I am a software engineer looking to build an A/B testing tool. I don't have a solid stats background but have been doing quite a bit of reading over the last few days.
I am following the methodology described here and will summarize the relevant points, below.
The tool will allow designers and domain experts to configure a website to split traffic received at a specific URL between two or more URLs. For example, traffic arriving at http://example.com/hello1 could be split between http://example.com/hello1 and http://example.com/hello2. Traffic would be split evenly between target URLs and the performance of the marketing processes at each of the target URLs will be compared.
In this experiment, the sample size N will correspond to visitors. The test will measure "conversions", a term describing when a visitor commits to a specific action in a marketing process. Conversions are expressed in percentages and a higher conversion rate is desirable. This makes the test a comparison of independent proportions. The tool needs to be able to be easily employed to produce tests with safe results. Selecting an appropriate value of N is important.

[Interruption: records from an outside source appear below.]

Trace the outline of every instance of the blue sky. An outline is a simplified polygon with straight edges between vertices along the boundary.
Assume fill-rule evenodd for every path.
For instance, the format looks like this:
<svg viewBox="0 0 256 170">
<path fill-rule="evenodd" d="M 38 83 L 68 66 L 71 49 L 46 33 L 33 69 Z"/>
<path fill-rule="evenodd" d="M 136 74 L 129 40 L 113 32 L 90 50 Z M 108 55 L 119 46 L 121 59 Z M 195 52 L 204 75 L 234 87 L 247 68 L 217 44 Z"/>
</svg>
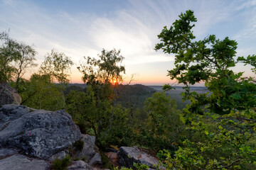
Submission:
<svg viewBox="0 0 256 170">
<path fill-rule="evenodd" d="M 81 82 L 76 67 L 83 56 L 116 48 L 125 57 L 127 80 L 135 74 L 134 84 L 161 85 L 171 83 L 166 75 L 174 55 L 154 50 L 157 35 L 188 9 L 198 18 L 198 40 L 228 36 L 238 42 L 238 56 L 256 53 L 255 0 L 0 0 L 0 31 L 10 28 L 11 37 L 33 45 L 39 64 L 51 49 L 65 52 L 75 63 L 72 82 Z M 254 76 L 242 67 L 234 70 Z"/>
</svg>

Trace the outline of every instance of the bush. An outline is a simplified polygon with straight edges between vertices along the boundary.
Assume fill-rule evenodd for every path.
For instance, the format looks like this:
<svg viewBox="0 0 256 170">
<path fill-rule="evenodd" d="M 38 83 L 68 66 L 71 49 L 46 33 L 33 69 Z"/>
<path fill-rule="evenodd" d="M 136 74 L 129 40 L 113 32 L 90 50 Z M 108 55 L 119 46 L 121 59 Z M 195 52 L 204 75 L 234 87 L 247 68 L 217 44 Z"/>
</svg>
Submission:
<svg viewBox="0 0 256 170">
<path fill-rule="evenodd" d="M 65 170 L 70 163 L 70 156 L 69 155 L 62 160 L 55 159 L 52 164 L 52 170 Z"/>
</svg>

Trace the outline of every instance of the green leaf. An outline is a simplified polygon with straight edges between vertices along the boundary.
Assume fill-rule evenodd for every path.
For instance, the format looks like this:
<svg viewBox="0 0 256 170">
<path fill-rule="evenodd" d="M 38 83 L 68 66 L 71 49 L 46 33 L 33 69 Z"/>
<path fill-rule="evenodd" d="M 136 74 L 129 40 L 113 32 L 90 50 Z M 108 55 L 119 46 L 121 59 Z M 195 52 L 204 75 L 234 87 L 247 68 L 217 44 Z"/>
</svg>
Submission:
<svg viewBox="0 0 256 170">
<path fill-rule="evenodd" d="M 230 96 L 233 97 L 233 98 L 235 98 L 235 99 L 237 99 L 237 100 L 241 98 L 241 96 L 240 96 L 240 95 L 238 94 L 234 94 L 231 95 Z"/>
</svg>

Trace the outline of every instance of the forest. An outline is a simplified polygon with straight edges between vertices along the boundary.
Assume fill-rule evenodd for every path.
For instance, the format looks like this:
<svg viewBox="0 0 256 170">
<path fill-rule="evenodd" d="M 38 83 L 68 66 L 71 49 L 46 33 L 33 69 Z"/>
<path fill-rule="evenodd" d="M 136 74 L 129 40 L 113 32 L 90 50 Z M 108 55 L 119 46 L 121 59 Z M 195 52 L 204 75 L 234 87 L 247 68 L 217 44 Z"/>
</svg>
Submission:
<svg viewBox="0 0 256 170">
<path fill-rule="evenodd" d="M 131 85 L 132 77 L 124 84 L 124 57 L 115 49 L 84 57 L 78 67 L 84 86 L 70 84 L 74 63 L 55 50 L 26 79 L 37 52 L 6 32 L 0 33 L 0 83 L 16 89 L 22 105 L 65 109 L 101 151 L 110 144 L 150 149 L 166 169 L 256 169 L 256 80 L 232 69 L 242 63 L 255 73 L 256 55 L 237 57 L 238 43 L 228 37 L 198 40 L 196 21 L 186 11 L 157 35 L 155 50 L 175 55 L 168 76 L 181 84 L 176 89 Z M 191 86 L 201 82 L 199 90 Z"/>
</svg>

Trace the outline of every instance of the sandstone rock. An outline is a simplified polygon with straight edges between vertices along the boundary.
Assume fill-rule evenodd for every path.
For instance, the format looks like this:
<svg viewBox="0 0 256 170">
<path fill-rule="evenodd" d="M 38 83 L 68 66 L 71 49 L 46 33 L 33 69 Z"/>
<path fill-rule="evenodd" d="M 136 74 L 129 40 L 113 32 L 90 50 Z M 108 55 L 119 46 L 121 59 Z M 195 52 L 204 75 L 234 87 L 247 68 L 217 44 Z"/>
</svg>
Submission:
<svg viewBox="0 0 256 170">
<path fill-rule="evenodd" d="M 6 84 L 0 84 L 0 107 L 5 104 L 16 104 L 21 103 L 21 98 L 17 91 Z"/>
<path fill-rule="evenodd" d="M 50 158 L 49 158 L 49 161 L 50 162 L 53 162 L 55 161 L 55 159 L 63 159 L 64 158 L 65 158 L 69 154 L 69 152 L 68 149 L 65 149 L 65 150 L 62 150 L 58 152 L 57 152 L 56 154 L 53 154 Z"/>
<path fill-rule="evenodd" d="M 92 168 L 83 161 L 74 161 L 67 170 L 92 170 Z"/>
<path fill-rule="evenodd" d="M 31 156 L 48 159 L 80 139 L 79 128 L 64 110 L 29 111 L 23 106 L 0 108 L 0 118 L 4 118 L 0 123 L 0 147 L 19 148 Z"/>
<path fill-rule="evenodd" d="M 0 160 L 1 170 L 50 170 L 50 164 L 47 162 L 18 154 Z"/>
<path fill-rule="evenodd" d="M 159 164 L 157 159 L 145 152 L 139 150 L 137 147 L 122 147 L 118 152 L 119 164 L 129 168 L 134 168 L 133 163 L 139 163 L 154 168 Z"/>
<path fill-rule="evenodd" d="M 1 148 L 0 149 L 0 159 L 18 154 L 18 149 Z"/>
<path fill-rule="evenodd" d="M 100 155 L 95 152 L 95 137 L 88 135 L 82 135 L 82 141 L 84 145 L 82 151 L 78 151 L 75 155 L 75 158 L 82 159 L 86 158 L 86 162 L 90 165 L 96 165 L 101 164 Z"/>
</svg>

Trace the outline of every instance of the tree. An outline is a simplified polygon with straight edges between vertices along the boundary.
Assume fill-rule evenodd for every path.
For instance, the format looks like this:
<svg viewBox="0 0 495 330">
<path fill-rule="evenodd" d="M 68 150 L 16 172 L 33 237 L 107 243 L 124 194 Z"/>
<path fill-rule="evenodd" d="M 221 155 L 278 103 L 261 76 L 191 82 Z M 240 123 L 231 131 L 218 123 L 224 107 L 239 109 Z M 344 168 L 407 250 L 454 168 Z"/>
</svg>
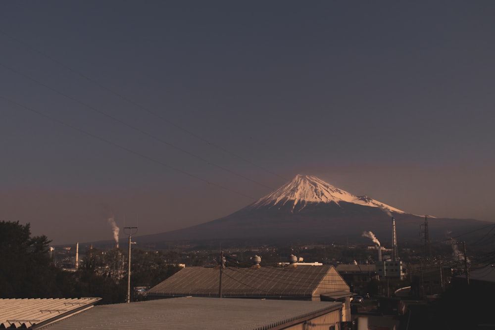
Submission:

In the linked article, above, a power analysis of two independent proportions is employed to find N. This method requires that one know the conversion rate of the control in advance as well as specify the target desired conversion improvement. It also specifies a significance level of 95% and a statistical power of 80%.
Questions:
- Is this method of determining
Nsound? If so, what is the safest way to determine the conversion rate of the control prior to beginning the test? - Are there sound ways of determining
Nthat don't require that one know conversion rates of the control in advance? - Is the methodology in the linked article sound? If not, are there any accessible and easily digestible methods out there that you could link me to?